12. The system of claim 11, wherein the operations further comprise creating, by the processor, the predetermined function from the plurality of data points.

13. The system of claim 12, wherein the predetermined function is linear.

14. The system of claim 10, wherein the operations further comprise heating, by the processor, the source vessel comprising the solid precursor to the predetermined temperature to sublime the solid precursor and produce the precursor gas flowing through the gas line.

15. The system of claim 8, wherein the destination vessel comprises a vessel body and a vessel lid coupled to the vessel body.

16. The system of claim 15, wherein the lid comprises a chemical inlet disposed in a central region of the lid.

17. The system of claim 15, further comprising a heater in thermal communication with the lid, and a cooling device in thermal communication with a base portion of the vessel body.

18. The system of claim 8, wherein the pressure sensor is a first pressure sensor, wherein the system further comprises a second pressure sensor coupled to the gas line, wherein the first pressure sensor is coupled to the gas line proximate the source vessel, and the second pressure sensor is coupled to the gas line proximate the destination vessel.
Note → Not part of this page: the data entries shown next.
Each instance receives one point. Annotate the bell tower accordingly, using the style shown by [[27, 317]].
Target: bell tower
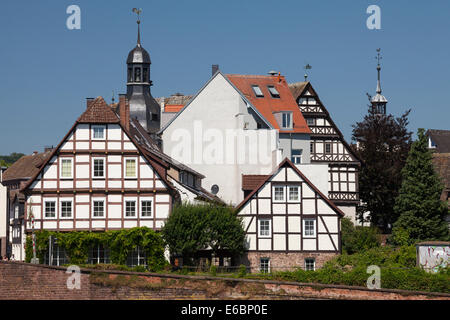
[[143, 106]]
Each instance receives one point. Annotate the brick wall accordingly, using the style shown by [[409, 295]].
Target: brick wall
[[25, 281]]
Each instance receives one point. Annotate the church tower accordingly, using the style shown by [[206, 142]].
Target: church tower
[[379, 101], [143, 106]]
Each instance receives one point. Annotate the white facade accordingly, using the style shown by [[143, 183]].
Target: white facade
[[208, 136]]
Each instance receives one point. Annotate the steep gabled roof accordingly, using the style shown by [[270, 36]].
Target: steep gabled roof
[[267, 105], [298, 89], [441, 138], [98, 111], [25, 167], [287, 163]]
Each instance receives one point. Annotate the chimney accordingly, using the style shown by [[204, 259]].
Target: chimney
[[89, 102], [214, 69], [124, 111]]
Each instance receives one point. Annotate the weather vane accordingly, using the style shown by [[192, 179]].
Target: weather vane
[[378, 57], [307, 67]]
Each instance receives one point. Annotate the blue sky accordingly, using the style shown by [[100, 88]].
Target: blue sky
[[47, 71]]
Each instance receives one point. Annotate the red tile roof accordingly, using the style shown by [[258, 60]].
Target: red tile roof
[[251, 181], [268, 106], [98, 111]]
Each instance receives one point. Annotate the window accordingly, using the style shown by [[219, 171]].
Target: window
[[130, 208], [50, 209], [257, 91], [294, 193], [309, 228], [137, 75], [130, 168], [264, 228], [287, 119], [296, 156], [98, 132], [146, 208], [66, 209], [98, 254], [273, 92], [99, 208], [264, 265], [66, 168], [99, 168], [137, 257], [310, 264], [278, 193]]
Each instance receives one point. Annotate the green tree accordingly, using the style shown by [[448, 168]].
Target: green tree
[[383, 143], [420, 209], [194, 227]]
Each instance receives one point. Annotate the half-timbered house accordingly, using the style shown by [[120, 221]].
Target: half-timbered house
[[328, 145], [289, 222]]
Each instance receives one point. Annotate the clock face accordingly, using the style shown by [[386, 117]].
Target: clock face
[[215, 189]]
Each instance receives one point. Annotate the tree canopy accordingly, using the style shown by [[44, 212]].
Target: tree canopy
[[382, 143], [419, 207], [194, 227]]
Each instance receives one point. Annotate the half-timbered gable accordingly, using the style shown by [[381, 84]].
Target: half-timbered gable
[[329, 146], [287, 219], [99, 178]]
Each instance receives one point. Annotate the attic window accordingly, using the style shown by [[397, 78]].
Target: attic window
[[273, 92], [257, 91]]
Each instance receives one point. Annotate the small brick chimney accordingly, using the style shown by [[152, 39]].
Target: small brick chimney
[[89, 102], [124, 111]]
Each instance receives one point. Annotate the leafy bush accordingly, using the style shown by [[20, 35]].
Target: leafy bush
[[119, 242], [358, 239]]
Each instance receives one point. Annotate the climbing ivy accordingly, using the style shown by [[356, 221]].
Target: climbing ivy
[[119, 242]]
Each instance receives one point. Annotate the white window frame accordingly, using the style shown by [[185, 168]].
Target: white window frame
[[288, 193], [125, 167], [93, 167], [136, 212], [259, 228], [314, 264], [284, 193], [93, 132], [104, 208], [60, 167], [268, 264], [45, 200], [304, 220], [61, 200]]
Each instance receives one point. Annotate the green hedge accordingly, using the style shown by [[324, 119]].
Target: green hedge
[[119, 242]]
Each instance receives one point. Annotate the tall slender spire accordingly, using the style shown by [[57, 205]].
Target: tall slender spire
[[138, 12]]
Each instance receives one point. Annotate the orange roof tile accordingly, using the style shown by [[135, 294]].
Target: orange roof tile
[[268, 106]]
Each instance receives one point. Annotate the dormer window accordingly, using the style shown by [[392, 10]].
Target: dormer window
[[273, 92], [257, 91], [287, 120]]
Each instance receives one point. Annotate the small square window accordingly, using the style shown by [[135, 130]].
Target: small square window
[[66, 209], [99, 168], [309, 228], [130, 168], [146, 207], [98, 132], [310, 264], [264, 265], [99, 208], [273, 92], [50, 209], [257, 91], [66, 168], [278, 192], [130, 208], [264, 228]]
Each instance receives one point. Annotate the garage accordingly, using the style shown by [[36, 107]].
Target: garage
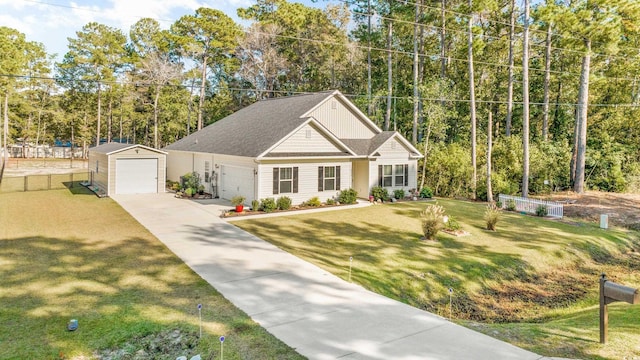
[[118, 168], [237, 180]]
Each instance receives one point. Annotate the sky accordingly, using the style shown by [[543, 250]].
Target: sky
[[51, 22]]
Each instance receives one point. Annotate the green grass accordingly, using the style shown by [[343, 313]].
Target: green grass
[[67, 255], [532, 282]]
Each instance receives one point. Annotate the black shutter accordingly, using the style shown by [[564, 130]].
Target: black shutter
[[276, 181], [406, 175]]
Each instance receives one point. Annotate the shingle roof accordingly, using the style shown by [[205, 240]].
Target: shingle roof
[[254, 129]]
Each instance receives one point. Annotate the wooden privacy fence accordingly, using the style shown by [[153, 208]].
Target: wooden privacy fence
[[530, 206], [41, 182]]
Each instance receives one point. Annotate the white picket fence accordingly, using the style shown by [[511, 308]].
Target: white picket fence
[[527, 205]]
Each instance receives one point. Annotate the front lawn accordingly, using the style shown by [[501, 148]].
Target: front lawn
[[533, 282], [69, 255]]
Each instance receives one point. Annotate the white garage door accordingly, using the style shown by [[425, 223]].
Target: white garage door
[[237, 181], [136, 176]]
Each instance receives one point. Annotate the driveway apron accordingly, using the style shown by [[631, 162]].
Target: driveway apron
[[309, 309]]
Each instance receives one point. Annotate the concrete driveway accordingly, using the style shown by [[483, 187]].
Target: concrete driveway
[[318, 314]]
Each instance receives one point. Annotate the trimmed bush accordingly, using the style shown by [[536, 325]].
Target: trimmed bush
[[491, 216], [314, 202], [380, 193], [542, 210], [284, 203], [432, 221], [268, 205], [452, 224], [348, 196], [426, 193]]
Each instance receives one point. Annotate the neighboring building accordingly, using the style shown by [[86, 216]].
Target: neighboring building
[[127, 169], [299, 146]]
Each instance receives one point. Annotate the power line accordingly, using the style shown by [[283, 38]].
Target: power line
[[290, 92]]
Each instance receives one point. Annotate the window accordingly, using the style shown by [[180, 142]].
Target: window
[[285, 180], [389, 176], [328, 178], [401, 175]]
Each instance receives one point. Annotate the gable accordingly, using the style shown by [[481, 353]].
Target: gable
[[341, 120], [307, 139], [393, 149]]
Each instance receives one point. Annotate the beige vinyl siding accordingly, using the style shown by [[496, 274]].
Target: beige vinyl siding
[[361, 178], [341, 121], [178, 164], [137, 153], [98, 167], [307, 180], [393, 149], [305, 140]]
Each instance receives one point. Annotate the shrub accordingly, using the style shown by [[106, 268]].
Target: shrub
[[348, 196], [238, 200], [426, 193], [452, 224], [268, 205], [432, 221], [314, 202], [491, 216], [284, 203], [190, 180], [398, 194], [380, 193], [541, 210]]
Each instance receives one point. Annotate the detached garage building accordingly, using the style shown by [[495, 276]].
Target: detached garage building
[[127, 169]]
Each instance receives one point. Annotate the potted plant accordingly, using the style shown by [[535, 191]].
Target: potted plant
[[238, 201]]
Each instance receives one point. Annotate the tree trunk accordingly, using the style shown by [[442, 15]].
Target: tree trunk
[[489, 147], [5, 126], [472, 105], [155, 117], [525, 102], [387, 117], [99, 114], [547, 80], [415, 75], [510, 84], [581, 119], [202, 86], [369, 102]]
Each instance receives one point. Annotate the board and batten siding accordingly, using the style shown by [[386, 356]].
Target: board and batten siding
[[307, 181], [341, 121], [308, 138], [137, 153]]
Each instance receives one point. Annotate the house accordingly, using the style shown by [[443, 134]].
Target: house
[[117, 168], [298, 146]]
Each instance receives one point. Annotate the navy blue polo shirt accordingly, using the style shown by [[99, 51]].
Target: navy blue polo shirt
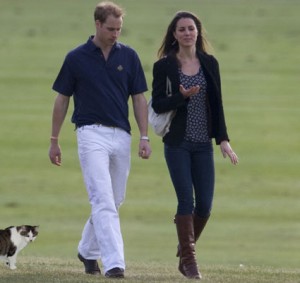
[[101, 88]]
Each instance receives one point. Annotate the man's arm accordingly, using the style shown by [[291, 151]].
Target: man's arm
[[60, 109], [141, 116]]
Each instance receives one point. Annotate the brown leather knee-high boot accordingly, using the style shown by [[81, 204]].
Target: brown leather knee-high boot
[[187, 255], [199, 224]]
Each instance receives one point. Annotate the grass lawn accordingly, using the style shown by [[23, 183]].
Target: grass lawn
[[255, 221]]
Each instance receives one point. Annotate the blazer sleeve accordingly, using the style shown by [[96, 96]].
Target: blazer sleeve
[[221, 133]]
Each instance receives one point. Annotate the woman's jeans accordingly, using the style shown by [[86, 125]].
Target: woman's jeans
[[191, 167]]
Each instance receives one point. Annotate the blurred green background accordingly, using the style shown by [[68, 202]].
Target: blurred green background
[[255, 219]]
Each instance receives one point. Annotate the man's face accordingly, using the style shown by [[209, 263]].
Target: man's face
[[109, 31]]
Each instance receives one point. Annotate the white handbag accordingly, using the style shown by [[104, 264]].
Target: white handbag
[[160, 123]]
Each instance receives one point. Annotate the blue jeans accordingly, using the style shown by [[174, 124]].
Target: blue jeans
[[191, 167]]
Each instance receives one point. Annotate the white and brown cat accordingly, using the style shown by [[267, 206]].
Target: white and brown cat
[[13, 239]]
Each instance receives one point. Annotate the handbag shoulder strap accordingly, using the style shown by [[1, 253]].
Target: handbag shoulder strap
[[168, 87]]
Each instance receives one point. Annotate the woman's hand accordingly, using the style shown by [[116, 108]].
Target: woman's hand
[[227, 150]]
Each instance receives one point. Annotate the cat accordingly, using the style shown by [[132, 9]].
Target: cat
[[13, 239]]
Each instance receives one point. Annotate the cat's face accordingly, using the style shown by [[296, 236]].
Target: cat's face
[[29, 233]]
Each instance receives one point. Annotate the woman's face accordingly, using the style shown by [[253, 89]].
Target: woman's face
[[186, 32]]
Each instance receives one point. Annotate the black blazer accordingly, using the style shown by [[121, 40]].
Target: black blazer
[[168, 67]]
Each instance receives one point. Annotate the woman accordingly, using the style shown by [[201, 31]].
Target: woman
[[197, 100]]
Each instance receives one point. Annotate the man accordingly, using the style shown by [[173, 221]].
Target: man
[[101, 75]]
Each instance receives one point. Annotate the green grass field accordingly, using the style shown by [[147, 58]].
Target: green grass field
[[254, 232]]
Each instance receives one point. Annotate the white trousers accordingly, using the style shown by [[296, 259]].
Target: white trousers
[[104, 154]]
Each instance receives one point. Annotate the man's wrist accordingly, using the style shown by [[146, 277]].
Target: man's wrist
[[144, 138]]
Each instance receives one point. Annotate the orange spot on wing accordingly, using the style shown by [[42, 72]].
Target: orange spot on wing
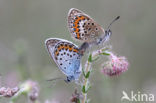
[[56, 53], [75, 50]]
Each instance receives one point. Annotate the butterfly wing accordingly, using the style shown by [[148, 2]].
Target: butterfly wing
[[82, 27], [66, 56]]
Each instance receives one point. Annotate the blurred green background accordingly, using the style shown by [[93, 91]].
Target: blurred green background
[[25, 24]]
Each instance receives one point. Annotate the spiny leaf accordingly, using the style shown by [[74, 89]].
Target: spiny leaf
[[83, 72], [88, 88], [87, 75], [95, 59], [104, 53], [90, 58]]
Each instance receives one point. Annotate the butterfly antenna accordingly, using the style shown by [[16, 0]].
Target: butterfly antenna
[[112, 22]]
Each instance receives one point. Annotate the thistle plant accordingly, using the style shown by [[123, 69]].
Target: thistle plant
[[114, 66], [28, 88]]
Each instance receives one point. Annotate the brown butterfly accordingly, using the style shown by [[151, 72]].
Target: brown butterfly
[[83, 28]]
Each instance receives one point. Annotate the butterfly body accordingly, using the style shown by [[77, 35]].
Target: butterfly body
[[67, 57], [82, 27]]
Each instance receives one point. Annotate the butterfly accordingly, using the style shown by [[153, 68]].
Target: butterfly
[[83, 28], [67, 57]]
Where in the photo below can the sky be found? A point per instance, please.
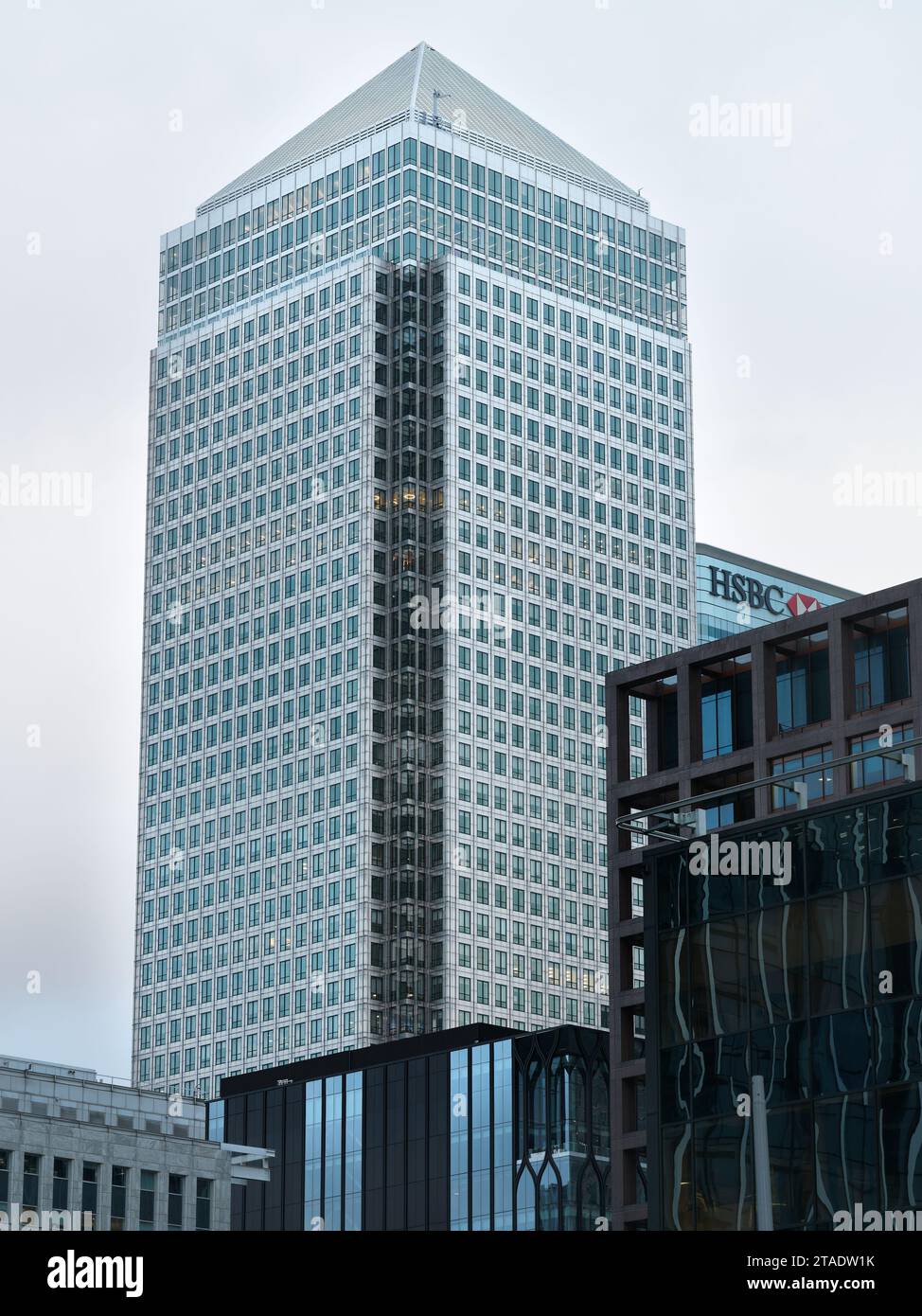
(120, 118)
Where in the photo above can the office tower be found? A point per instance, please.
(473, 1128)
(736, 594)
(419, 476)
(799, 964)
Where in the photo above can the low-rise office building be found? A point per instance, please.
(793, 968)
(80, 1151)
(475, 1128)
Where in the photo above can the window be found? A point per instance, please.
(148, 1199)
(726, 707)
(203, 1203)
(175, 1201)
(881, 768)
(881, 660)
(801, 682)
(32, 1165)
(90, 1194)
(118, 1198)
(61, 1183)
(818, 783)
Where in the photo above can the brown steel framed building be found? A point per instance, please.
(764, 726)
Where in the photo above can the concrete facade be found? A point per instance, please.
(70, 1115)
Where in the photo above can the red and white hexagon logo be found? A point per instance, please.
(801, 603)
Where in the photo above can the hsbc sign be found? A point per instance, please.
(739, 589)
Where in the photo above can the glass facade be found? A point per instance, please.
(736, 594)
(471, 1132)
(418, 476)
(816, 986)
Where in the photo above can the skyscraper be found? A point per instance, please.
(418, 476)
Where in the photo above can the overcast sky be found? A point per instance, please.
(804, 297)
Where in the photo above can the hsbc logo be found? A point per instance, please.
(801, 603)
(755, 594)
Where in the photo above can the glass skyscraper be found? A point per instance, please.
(419, 475)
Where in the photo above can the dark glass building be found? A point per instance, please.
(472, 1128)
(799, 962)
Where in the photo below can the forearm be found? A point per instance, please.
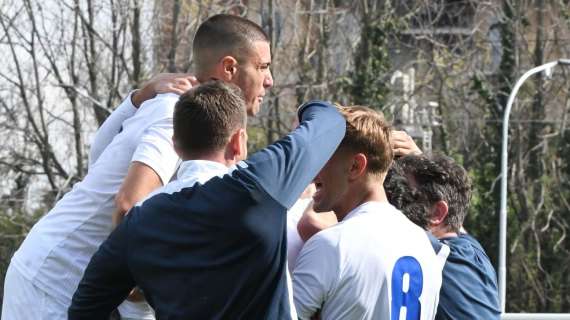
(106, 282)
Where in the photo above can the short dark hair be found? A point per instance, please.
(405, 198)
(221, 35)
(436, 178)
(369, 133)
(206, 116)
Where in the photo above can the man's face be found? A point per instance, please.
(254, 76)
(332, 183)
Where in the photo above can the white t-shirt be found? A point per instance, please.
(365, 265)
(57, 250)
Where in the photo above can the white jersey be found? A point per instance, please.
(375, 264)
(57, 250)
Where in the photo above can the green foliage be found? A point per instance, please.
(367, 83)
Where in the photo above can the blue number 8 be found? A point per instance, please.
(411, 298)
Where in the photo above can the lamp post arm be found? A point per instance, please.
(504, 174)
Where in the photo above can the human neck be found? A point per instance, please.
(441, 232)
(359, 194)
(214, 157)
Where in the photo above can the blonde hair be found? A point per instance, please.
(368, 132)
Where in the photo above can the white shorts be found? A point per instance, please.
(136, 311)
(24, 301)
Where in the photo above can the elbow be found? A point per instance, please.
(123, 202)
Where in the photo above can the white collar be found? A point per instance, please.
(368, 207)
(191, 167)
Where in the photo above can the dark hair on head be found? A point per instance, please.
(436, 178)
(369, 133)
(405, 198)
(222, 35)
(206, 116)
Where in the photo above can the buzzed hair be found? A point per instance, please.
(224, 35)
(206, 116)
(368, 132)
(435, 178)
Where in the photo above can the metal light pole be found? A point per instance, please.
(547, 67)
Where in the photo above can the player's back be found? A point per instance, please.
(384, 264)
(59, 246)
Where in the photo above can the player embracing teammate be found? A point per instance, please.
(213, 244)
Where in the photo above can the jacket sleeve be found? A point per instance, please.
(285, 168)
(106, 281)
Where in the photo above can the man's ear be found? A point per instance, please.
(358, 165)
(439, 213)
(237, 146)
(227, 68)
(177, 147)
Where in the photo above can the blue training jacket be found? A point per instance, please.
(218, 250)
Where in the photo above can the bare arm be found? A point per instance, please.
(163, 83)
(403, 144)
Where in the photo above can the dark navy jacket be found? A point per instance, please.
(469, 287)
(218, 250)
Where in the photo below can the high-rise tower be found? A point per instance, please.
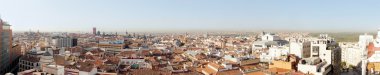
(94, 31)
(5, 46)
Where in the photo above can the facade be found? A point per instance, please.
(300, 49)
(328, 51)
(118, 44)
(64, 42)
(54, 69)
(269, 37)
(276, 52)
(94, 31)
(315, 66)
(29, 62)
(5, 47)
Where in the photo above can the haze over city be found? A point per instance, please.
(189, 37)
(191, 15)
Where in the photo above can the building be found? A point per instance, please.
(314, 65)
(5, 47)
(352, 54)
(117, 44)
(29, 62)
(328, 51)
(94, 31)
(300, 49)
(289, 62)
(64, 42)
(54, 69)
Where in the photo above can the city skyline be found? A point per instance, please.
(194, 15)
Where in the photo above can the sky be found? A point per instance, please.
(192, 15)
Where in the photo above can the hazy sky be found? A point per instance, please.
(187, 15)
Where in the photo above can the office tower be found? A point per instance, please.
(5, 46)
(75, 42)
(94, 31)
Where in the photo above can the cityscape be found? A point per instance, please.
(194, 37)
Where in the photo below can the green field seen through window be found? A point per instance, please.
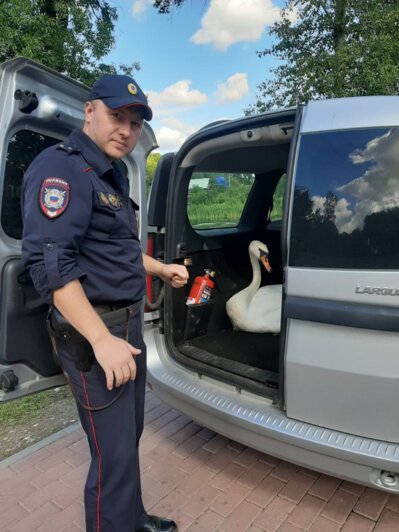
(216, 200)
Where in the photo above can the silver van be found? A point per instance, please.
(319, 185)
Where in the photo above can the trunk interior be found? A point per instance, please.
(201, 336)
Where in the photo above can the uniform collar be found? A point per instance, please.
(94, 157)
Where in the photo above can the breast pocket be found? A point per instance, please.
(103, 217)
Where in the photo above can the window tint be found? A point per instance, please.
(22, 149)
(277, 211)
(346, 200)
(217, 200)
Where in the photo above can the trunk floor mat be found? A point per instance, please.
(251, 355)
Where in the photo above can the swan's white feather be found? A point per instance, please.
(256, 309)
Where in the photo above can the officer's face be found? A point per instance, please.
(115, 131)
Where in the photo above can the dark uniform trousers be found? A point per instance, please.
(113, 424)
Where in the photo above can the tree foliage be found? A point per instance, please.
(327, 48)
(70, 36)
(332, 48)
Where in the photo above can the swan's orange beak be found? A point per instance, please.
(265, 261)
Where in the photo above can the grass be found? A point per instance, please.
(30, 419)
(23, 408)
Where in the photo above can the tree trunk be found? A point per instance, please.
(339, 44)
(49, 9)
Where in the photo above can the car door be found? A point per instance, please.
(39, 107)
(342, 288)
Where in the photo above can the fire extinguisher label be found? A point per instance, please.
(206, 294)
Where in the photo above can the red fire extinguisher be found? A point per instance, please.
(201, 289)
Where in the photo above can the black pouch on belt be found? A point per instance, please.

19. The system of claim 18, wherein the measuring the pressure value comprises:

receiving, by the processor, a first pressure from the first pressure sensor;

receiving, by the processor, a second pressure from the second pressure sensor; and

calculating, by the processor, the pressure value based on the first pressure and the second pressure.

20. A system, comprising:

a source vessel comprising a solid precursor;

a destination vessel fluidly coupled to the source vessel via a gas line such that a precursor gas formed from the solid precursor can flow from the source vessel to the destination vessel;

a processor; and

a tangible, non-transitory memory configured to communicate with the processor, the tangible, non-transitory memory having instructions stored thereon that, in response to execution by the processor, cause the processor to perform operations comprising:

determining, by the processor, a first amount of the solid precursor that flowed from the source vessel to the destination vessel based on a pressure value of the precursor gas in the gas line.